According to New York Times articles, ‘I Don’t Want to Go Back,’: Many Teachers Are Fearful and Angry Over Pressure to Return teachers all over the country have united under the hashtag #14daysnonewcases to express frustration and fear about returning to their classrooms. Some have even vowed not to set foot in a classroom until COVID-19 cases fall to nearly zero. According to Time, 20% of teachers quit the profession altogether if they are required to teach in person. Others don’t have the luxury of taking such a risky stance. They need their salary to stay afloat. In fact, some teachers are writing their will before the school year begins, just in case.
On top of the risks it poses for teachers, it is impossible to ensure that schools are taking all of the proper precautions needed to keep campus safe. It is difficult to imagine a world where schools that struggle to provide teachers with enough money to decorate their classrooms or provide supplies will have all of the sanitary and medical equipment necessary to keep children and adults safe. What’s more, it is difficult to trust that students will stick to rules by keeping their masks on all day and washing their hands often, especially younger children who may not understand the severity of the situation.
Although they may not be preferred, online classes are the most adaptable for any changes. If things take a turn for the worst, schools wouldn’t need to quickly upload months of grades and content as they did when coronavirus initially hit the United States. Instead, the content will already be retrofitted to a new, socially distanced environment. Many schools, including colleges and universities, currently have contingency plans to return to the online model if coronavirus cases spike once more. But why bother creating a contingency plan when you can use it year-round?

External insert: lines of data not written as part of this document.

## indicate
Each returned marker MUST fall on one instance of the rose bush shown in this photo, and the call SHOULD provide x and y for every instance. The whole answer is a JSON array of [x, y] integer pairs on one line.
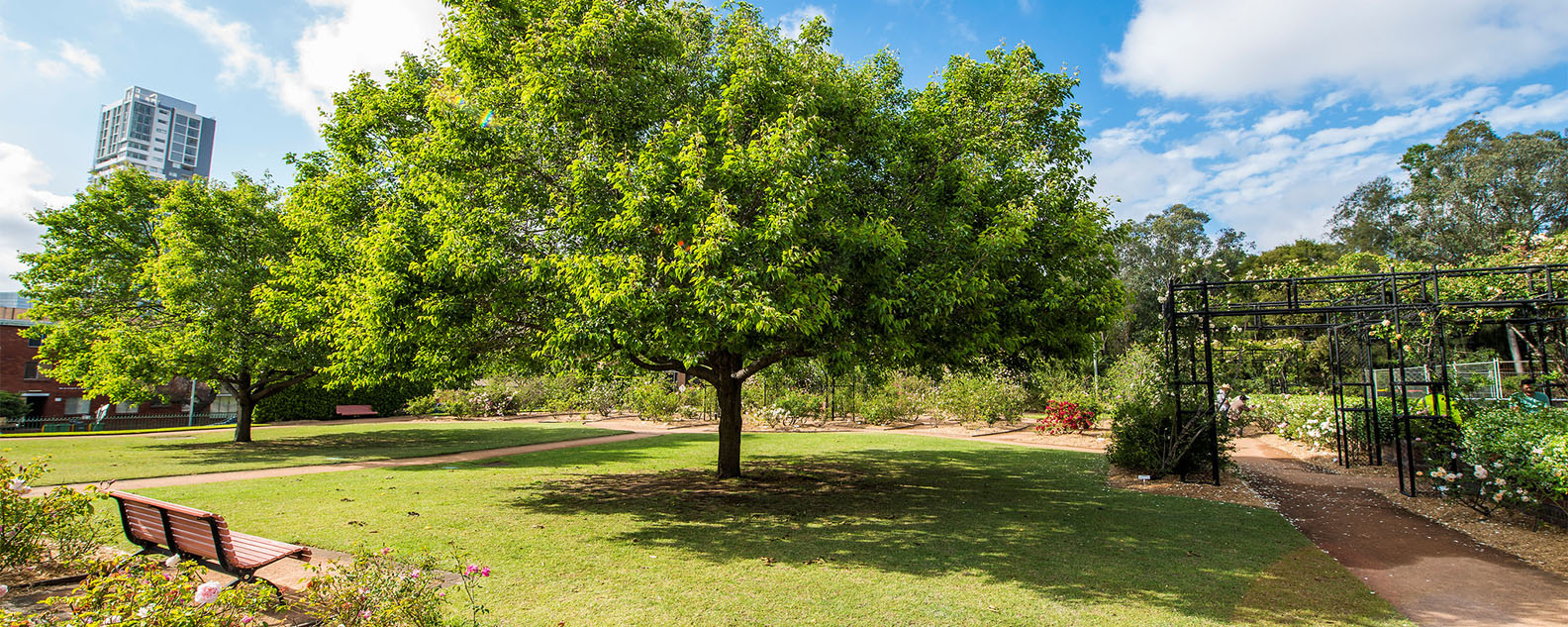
[[53, 529]]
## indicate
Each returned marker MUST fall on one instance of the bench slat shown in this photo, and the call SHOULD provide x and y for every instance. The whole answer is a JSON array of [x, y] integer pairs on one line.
[[193, 533]]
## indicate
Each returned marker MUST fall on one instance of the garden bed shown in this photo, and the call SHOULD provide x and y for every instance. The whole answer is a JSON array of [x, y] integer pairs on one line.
[[1533, 541]]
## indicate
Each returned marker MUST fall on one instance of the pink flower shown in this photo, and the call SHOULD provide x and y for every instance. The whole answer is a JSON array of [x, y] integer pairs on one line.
[[207, 592]]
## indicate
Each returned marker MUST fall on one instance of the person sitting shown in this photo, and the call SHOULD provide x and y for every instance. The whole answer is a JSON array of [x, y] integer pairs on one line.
[[1527, 398]]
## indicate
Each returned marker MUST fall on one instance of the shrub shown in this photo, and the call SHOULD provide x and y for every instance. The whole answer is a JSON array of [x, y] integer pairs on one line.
[[652, 398], [147, 592], [901, 397], [1145, 433], [52, 529], [373, 591], [1057, 381], [971, 397], [1063, 416], [799, 405], [1302, 417], [1506, 457], [311, 400]]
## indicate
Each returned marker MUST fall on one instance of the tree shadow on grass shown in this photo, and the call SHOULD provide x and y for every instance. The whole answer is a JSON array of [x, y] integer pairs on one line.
[[1038, 519], [380, 444]]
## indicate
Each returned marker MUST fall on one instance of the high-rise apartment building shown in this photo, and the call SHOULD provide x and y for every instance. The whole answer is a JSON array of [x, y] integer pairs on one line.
[[157, 134]]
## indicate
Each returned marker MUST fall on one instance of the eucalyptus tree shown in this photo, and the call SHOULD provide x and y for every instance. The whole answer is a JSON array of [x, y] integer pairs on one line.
[[145, 279], [682, 190]]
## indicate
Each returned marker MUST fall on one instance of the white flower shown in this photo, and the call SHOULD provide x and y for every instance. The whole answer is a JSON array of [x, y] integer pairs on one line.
[[207, 592]]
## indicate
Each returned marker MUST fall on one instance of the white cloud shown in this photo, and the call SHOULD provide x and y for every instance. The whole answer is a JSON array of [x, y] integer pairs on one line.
[[350, 37], [22, 180], [82, 59], [1232, 49], [1549, 112], [69, 59], [1275, 176], [791, 24], [1278, 121]]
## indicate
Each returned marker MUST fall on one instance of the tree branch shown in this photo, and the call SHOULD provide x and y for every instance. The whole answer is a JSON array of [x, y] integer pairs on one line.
[[767, 361]]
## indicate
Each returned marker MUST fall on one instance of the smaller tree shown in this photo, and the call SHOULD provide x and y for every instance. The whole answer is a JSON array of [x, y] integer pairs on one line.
[[145, 281]]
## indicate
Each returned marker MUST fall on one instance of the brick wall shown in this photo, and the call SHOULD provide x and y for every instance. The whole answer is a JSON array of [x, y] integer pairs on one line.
[[15, 357]]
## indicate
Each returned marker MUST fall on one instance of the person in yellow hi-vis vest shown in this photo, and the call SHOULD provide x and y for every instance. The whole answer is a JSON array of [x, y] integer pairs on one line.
[[1438, 405]]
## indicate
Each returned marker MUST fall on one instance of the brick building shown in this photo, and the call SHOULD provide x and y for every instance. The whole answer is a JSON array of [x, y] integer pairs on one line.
[[49, 398]]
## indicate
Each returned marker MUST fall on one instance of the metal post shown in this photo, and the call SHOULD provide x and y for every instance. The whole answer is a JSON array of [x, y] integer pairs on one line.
[[190, 409], [1208, 363]]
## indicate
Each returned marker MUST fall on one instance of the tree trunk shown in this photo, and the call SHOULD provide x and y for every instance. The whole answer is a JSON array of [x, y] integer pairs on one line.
[[728, 390], [242, 425]]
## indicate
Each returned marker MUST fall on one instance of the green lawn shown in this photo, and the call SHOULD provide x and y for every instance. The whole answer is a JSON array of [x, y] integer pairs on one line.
[[827, 530], [98, 458]]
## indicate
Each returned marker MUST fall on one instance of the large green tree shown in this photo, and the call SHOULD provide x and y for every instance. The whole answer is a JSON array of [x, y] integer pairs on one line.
[[147, 279], [1465, 196], [657, 183]]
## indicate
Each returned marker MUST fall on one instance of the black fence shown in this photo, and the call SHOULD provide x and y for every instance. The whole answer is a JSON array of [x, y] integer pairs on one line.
[[85, 424]]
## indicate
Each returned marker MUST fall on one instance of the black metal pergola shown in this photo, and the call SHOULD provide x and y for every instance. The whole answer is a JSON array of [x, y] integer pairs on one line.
[[1350, 309]]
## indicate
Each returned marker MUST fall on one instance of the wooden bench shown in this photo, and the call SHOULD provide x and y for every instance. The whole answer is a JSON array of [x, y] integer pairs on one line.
[[169, 529], [356, 409]]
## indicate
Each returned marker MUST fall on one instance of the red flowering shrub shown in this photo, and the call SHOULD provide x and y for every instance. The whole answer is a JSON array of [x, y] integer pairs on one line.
[[1062, 417]]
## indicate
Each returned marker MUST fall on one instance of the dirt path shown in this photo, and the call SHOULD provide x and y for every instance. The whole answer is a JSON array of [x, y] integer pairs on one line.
[[295, 470], [1431, 574]]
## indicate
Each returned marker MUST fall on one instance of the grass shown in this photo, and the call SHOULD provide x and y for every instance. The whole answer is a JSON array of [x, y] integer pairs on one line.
[[74, 460], [827, 530], [115, 433]]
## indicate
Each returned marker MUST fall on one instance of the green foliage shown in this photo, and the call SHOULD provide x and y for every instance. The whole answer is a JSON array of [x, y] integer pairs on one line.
[[373, 591], [1466, 195], [799, 405], [1141, 406], [652, 398], [1062, 381], [982, 397], [147, 592], [1145, 431], [45, 529], [1164, 247], [147, 281], [899, 398], [1302, 417], [733, 198], [313, 400], [1508, 457]]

The happy medium, the hybrid model, looks different across county and state lines. It is a popular model, indeed. According to The Baltimore Sun, teachers, students, and parents alike all prefer the hybrid model that offers the best of both worlds. However, the hybrid model does not come without its own unique set of challenges.
The hybrid model requires an entire overhaul of master schedules and diligent, careful planning. According to Hybrid School Schedules; More Flexibility; Big Logical Challenges, schools will have to think about “ensuring there are enough teachers to handle multiple sections of the same classes, and figuring out new bus schedules. Some of the adaptations will be costly, and workloads may be heavy, especially for teachers. Continuity of instruction—between in-person and remote learning—will be a challenge.” However, these challenges are by no means as insurmountable as buying every single student a computer and broadband or figuring out how to make online learning as engaging or effective as in-person.

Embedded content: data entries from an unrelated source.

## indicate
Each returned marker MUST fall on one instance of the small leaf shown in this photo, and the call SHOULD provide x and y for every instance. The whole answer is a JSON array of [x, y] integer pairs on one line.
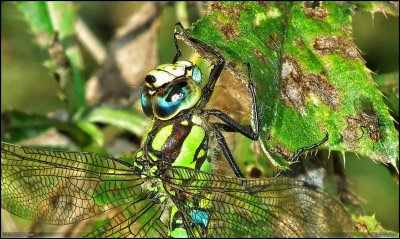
[[19, 126], [384, 7], [53, 24], [129, 120]]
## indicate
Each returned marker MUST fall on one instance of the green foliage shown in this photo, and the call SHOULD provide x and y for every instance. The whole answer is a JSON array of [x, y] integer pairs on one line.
[[309, 74], [53, 26]]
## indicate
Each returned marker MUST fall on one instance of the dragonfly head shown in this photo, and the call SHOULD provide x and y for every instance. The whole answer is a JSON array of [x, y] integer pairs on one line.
[[171, 88]]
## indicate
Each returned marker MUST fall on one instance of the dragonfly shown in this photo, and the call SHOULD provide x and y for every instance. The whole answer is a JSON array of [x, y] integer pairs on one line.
[[168, 188]]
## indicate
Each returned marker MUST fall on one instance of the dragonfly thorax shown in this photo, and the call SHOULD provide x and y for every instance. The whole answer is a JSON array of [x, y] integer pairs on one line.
[[182, 141], [171, 88]]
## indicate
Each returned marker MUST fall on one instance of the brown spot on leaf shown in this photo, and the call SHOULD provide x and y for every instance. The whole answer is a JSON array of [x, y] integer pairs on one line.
[[299, 43], [231, 11], [229, 30], [336, 44], [265, 4], [272, 42], [260, 55], [314, 10], [296, 86], [350, 134]]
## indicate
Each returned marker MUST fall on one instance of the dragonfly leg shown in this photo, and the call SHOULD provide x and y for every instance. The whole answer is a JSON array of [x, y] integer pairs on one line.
[[215, 72], [227, 153], [232, 125]]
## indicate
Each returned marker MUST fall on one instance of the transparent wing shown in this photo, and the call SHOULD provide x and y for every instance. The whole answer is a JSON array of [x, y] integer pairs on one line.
[[59, 187], [141, 218], [219, 206]]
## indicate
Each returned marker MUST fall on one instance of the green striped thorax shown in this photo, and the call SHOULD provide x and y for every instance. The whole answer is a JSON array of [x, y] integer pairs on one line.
[[174, 139]]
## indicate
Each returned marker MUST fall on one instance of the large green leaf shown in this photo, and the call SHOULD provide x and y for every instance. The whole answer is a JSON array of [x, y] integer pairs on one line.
[[309, 75]]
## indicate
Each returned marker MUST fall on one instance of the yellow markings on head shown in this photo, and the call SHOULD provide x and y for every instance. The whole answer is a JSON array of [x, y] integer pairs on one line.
[[161, 137], [197, 120], [139, 154], [201, 153], [150, 127], [152, 156]]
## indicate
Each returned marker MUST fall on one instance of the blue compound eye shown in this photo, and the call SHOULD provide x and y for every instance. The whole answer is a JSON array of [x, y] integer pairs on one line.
[[169, 104], [196, 75], [146, 103]]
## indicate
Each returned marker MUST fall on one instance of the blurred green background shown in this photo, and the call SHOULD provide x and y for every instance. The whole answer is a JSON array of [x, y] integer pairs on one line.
[[28, 86]]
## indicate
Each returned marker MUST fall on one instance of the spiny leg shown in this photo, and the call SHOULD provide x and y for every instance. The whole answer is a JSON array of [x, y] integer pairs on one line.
[[215, 72], [233, 126], [178, 50], [227, 153], [304, 149]]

Hybrid means smaller class sizes and more room for social distancing. It also means that students can continue to learn through online avenues that keep them far away from others. Some of the concerns can be mitigated due to smaller class sizes, more in-person time, and less reliance on online learning.
The issue is complex. There are far more parts than we may like to admit about returning to school in the fall of 2020. And, in this case, back to school may not actually mean back to school. It’s extremely difficult to weigh all of the options, but at the very least parents have options to weigh.